In contrast to many of their Jesuit colleagues, Kino and Salvatierra included relatively few notes on native ethnography in their letters and reports. Most of what is known about the aboriginal culture of the Monqui comes from incidental comments in explorers' accounts and at second hand in the works of the Jesuit historian Miguel Venegas (1757, 1979).

==Culture==
Kino, with years of experience on the frontier, said that the Indians of Baja California had the most difficult existence of any he had seen. The Jesuit missionaries early perceived that the nomadic Monqui could be attracted to the missions and Christianity by the promise of food, often exchanged for work. The Monqui and other Baja Californian Indians were hunter-gatherers who harvested a wide range of natural resources from the shores of the Gulf, as well as in interior valleys and the Sierra de la Giganta. The land could support less than one person per square kilometer. Their material culture was sparse, based on what they could carry with them on their endless peregrinations in search of food. The Monqui "had no agriculture, no fixed places of residence, no permanent or portable shelters, and little clothing -- none on men, and only grass skirts on women. They had no boats, no pottery, and no domestic animals -- not even the dog....many of them change their sleeping quarters more than a hundred times a year." Their social organization was based on autonomous local communities (rancherias) that sometimes were hostile to each other. Unappreciated by the Spanish, however, the Monqui and their neighbors had egalitarian societies and were adept at using local resources to produce basketry, personal decorations, and weapons and utensils of wood. The people of Baja California made pigments by powdering rocks and created thousands of large, elaborate, and often abstract rock paintings, some of which are preserved in a World Heritage Site of UNESCO in the San Francisco Mountains north of Monqui territory

Traditional Monqui culture had probably disappeared before the end of the eighteenth century, under the impacts of mission acculturation and the decimation caused by Old World epidemic diseases.

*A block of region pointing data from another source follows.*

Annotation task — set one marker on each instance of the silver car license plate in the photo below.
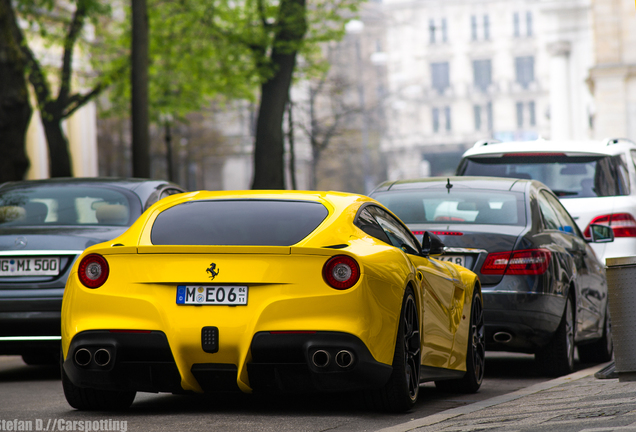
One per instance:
(29, 266)
(455, 259)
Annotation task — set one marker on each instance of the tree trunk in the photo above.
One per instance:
(15, 109)
(59, 157)
(139, 77)
(269, 163)
(292, 149)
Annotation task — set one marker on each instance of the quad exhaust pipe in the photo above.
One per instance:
(344, 358)
(83, 357)
(322, 358)
(101, 357)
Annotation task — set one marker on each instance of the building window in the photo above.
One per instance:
(519, 115)
(477, 110)
(435, 120)
(444, 31)
(524, 67)
(447, 115)
(439, 72)
(486, 27)
(532, 120)
(482, 74)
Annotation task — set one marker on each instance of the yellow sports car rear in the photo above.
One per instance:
(268, 291)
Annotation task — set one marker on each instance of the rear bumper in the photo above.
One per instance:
(529, 318)
(280, 363)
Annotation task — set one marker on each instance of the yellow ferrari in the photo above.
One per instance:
(269, 291)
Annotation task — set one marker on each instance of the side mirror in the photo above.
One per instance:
(431, 244)
(601, 233)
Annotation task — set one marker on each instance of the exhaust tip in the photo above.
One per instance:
(83, 357)
(321, 358)
(102, 357)
(344, 358)
(502, 337)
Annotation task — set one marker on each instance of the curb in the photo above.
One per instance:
(466, 409)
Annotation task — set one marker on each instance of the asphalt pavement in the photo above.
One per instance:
(580, 402)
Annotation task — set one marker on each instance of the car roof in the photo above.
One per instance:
(611, 146)
(488, 183)
(128, 183)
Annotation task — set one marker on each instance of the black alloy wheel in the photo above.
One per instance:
(475, 354)
(401, 391)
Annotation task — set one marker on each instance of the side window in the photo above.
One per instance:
(565, 220)
(367, 223)
(397, 234)
(622, 175)
(633, 153)
(167, 192)
(550, 219)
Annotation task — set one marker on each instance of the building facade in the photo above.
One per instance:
(612, 79)
(462, 70)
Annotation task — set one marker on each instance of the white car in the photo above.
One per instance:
(595, 180)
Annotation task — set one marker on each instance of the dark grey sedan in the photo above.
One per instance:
(544, 288)
(44, 226)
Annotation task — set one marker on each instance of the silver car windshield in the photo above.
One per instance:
(567, 176)
(63, 205)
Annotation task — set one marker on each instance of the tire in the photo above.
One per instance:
(401, 391)
(602, 350)
(475, 354)
(557, 358)
(89, 399)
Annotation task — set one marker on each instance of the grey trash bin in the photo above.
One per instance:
(621, 281)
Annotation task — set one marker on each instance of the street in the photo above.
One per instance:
(29, 393)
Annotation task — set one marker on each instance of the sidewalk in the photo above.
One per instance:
(573, 403)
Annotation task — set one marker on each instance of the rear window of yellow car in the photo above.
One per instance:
(236, 222)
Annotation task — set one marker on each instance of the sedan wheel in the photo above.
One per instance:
(557, 358)
(602, 350)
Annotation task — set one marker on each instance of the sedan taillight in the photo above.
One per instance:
(341, 272)
(93, 271)
(623, 224)
(523, 262)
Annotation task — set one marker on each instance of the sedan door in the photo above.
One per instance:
(592, 286)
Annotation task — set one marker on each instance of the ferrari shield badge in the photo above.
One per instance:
(212, 270)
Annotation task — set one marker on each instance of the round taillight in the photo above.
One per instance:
(93, 271)
(341, 272)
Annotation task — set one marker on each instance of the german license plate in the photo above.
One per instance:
(455, 259)
(211, 295)
(29, 266)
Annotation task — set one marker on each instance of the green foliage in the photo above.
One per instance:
(204, 49)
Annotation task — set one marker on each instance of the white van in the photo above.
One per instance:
(595, 180)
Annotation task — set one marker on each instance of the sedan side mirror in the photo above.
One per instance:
(601, 233)
(431, 244)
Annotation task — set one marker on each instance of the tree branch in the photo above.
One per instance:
(69, 43)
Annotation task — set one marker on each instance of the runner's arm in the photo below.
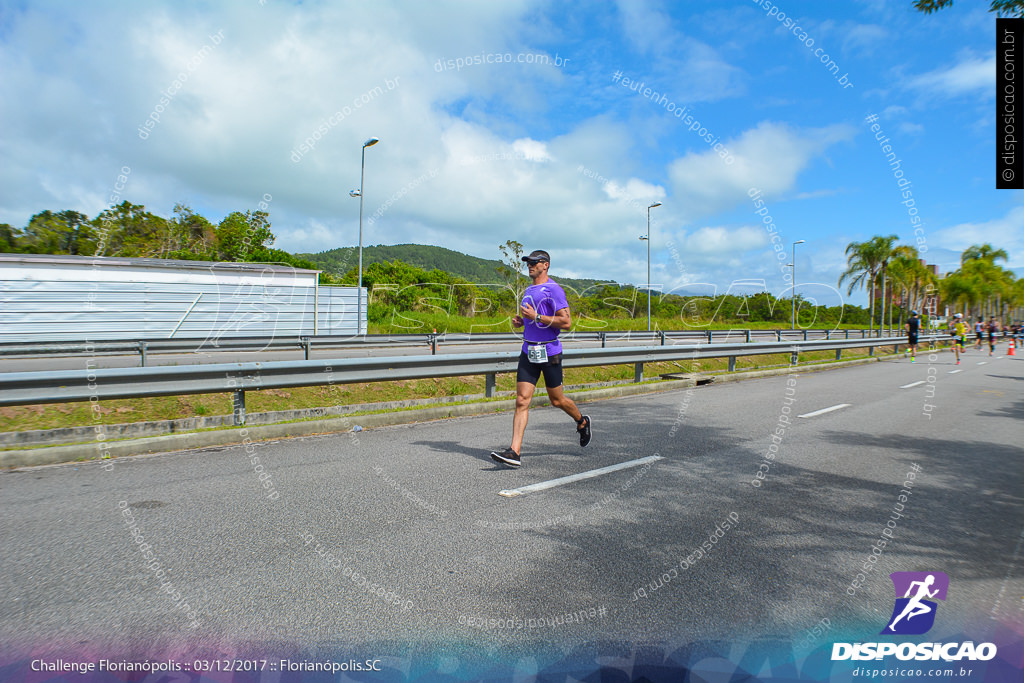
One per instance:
(560, 321)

==Population and decline==
In the small and austere area they occupied the Monqui probably never numbered more than a few hundred persons. The Jesuits recorded the names of eight Monqui rancherias but by the end of 1698, nearly all the Monqui, totaling about 400 persons, lived near the Loreto Mission. Thereafter, their numbers decreased rapidly because of a heavy death toll from European diseases. By 1733, the Indian, mostly Monqui, population of Loreto was only 134. By 1770 the few remaining Monqui were submerged in a population of Loreto that consisted mostly of Spanish, people of mixed races (mestizos), and Christian Indians imported from the mainland or from other parts of Baja California.